Pareciera como si el hambre, las epidemias o las condiciones de vida de la humanidad se debieran a la insuficiente y anticuada capacidad productiva. Como corolario de ello, y en sintonía con los presupuestos de la OMC, la mayor liberalización de los mercados y la entrada masiva de capital en el sector solucionarían el problema.
Es cierto que todavía hay millones de hectáreas susceptibles de labrar. Que en determinados lugares las técnicas son atrasadas o que el cambio climático incide negativamente. Pero también es cierto que, según la FAO, la producción agraria actual es capaz de alimentar a 12.000 millones de personas y que se tiran o destruyen miles de toneladas de alimentos a fin de mantener el equilibrio de los precios.

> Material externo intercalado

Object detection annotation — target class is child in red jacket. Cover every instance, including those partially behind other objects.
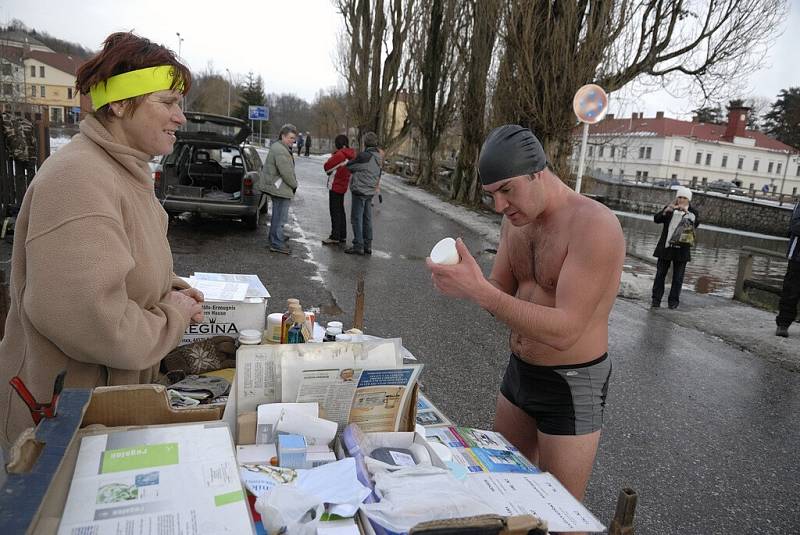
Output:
[322,134,356,245]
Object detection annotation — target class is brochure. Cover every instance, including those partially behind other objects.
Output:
[58,423,253,535]
[426,427,540,474]
[465,472,605,533]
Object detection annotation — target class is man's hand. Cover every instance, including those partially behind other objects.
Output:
[425,238,491,301]
[178,288,205,323]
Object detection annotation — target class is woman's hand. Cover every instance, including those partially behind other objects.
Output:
[164,288,203,323]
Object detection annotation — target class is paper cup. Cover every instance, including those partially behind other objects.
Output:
[431,238,461,266]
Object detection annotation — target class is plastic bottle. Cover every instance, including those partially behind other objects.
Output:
[322,321,342,342]
[286,309,306,344]
[281,299,303,344]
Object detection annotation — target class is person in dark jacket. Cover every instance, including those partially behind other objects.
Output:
[775,202,800,338]
[650,187,700,309]
[322,134,356,245]
[344,132,383,255]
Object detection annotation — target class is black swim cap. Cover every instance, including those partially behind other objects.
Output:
[478,124,547,186]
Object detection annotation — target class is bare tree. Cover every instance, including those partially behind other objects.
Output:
[493,0,786,180]
[452,0,501,204]
[400,0,470,185]
[334,0,418,149]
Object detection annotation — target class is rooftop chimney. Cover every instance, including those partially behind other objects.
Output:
[722,101,750,141]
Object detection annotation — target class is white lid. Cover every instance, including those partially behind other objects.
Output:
[239,329,261,344]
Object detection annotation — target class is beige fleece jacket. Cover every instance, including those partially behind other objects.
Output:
[0,117,188,449]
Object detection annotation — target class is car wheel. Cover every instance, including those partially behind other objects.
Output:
[242,210,260,230]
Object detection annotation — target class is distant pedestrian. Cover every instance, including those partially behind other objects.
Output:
[775,202,800,338]
[322,134,356,245]
[650,187,700,309]
[258,124,297,254]
[344,132,383,255]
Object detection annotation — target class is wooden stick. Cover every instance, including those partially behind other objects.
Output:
[353,272,364,331]
[608,488,639,535]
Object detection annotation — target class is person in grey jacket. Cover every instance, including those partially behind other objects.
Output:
[258,124,297,254]
[344,132,383,255]
[775,202,800,338]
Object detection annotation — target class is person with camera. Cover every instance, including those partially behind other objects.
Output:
[650,186,700,310]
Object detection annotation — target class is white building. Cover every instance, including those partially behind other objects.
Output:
[570,108,800,194]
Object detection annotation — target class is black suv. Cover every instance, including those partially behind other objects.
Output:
[154,112,263,229]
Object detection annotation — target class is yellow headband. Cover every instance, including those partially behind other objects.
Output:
[89,65,183,110]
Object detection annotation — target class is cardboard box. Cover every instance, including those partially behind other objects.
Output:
[181,297,269,345]
[7,385,221,535]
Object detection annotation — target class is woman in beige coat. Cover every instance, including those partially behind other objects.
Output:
[0,33,203,449]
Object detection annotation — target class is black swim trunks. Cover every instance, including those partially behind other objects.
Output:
[500,353,611,435]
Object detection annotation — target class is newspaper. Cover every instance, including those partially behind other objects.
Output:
[193,272,270,298]
[465,472,605,533]
[295,364,422,433]
[236,338,403,412]
[417,392,453,428]
[58,424,253,535]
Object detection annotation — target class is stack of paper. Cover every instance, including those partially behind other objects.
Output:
[58,424,253,535]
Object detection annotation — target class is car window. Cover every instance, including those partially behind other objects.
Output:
[244,147,262,171]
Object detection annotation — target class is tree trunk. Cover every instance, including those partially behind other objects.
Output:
[451,0,500,205]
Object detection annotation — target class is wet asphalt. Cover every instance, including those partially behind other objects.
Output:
[164,156,800,535]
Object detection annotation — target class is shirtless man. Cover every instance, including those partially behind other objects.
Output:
[427,125,625,500]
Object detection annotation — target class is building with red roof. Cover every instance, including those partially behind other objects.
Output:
[571,107,800,193]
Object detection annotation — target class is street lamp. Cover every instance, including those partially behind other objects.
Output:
[175,32,183,58]
[225,69,233,117]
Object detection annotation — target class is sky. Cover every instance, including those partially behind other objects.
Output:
[0,0,800,118]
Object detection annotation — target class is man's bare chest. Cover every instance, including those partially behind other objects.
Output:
[509,231,567,292]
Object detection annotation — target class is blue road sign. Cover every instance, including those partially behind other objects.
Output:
[248,106,269,121]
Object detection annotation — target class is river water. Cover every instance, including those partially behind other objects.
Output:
[615,212,788,297]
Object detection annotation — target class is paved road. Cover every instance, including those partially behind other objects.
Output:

También afirma el citado organismo que el 90% de la producción alimenticia mundial reposa sobre estructuras de carácter familiar, las cuales tienen problemas con las multinacionales de créditos, abonos y de distribución. En consecuencia, estos productores están mediatizados en su relación con los consumidores por entidades impulsadas exclusivamente por el beneficio o la especulación.
No debe olvidarse la fuerte implantación de biocombustibles en tierras muy aptas para otros cultivos. No, no es un problema técnico sino político; un problema de poder económico y de intereses por encima de fronteras y Gobiernos. Se trata de resolver el conflicto a favor de uno de los dos contendientes: la soberanía alimentaria o la OMC. Un problema basado en la correcta o incorrecta aplicación de la Democracia. Como casi todos los problemas económicos y sociales.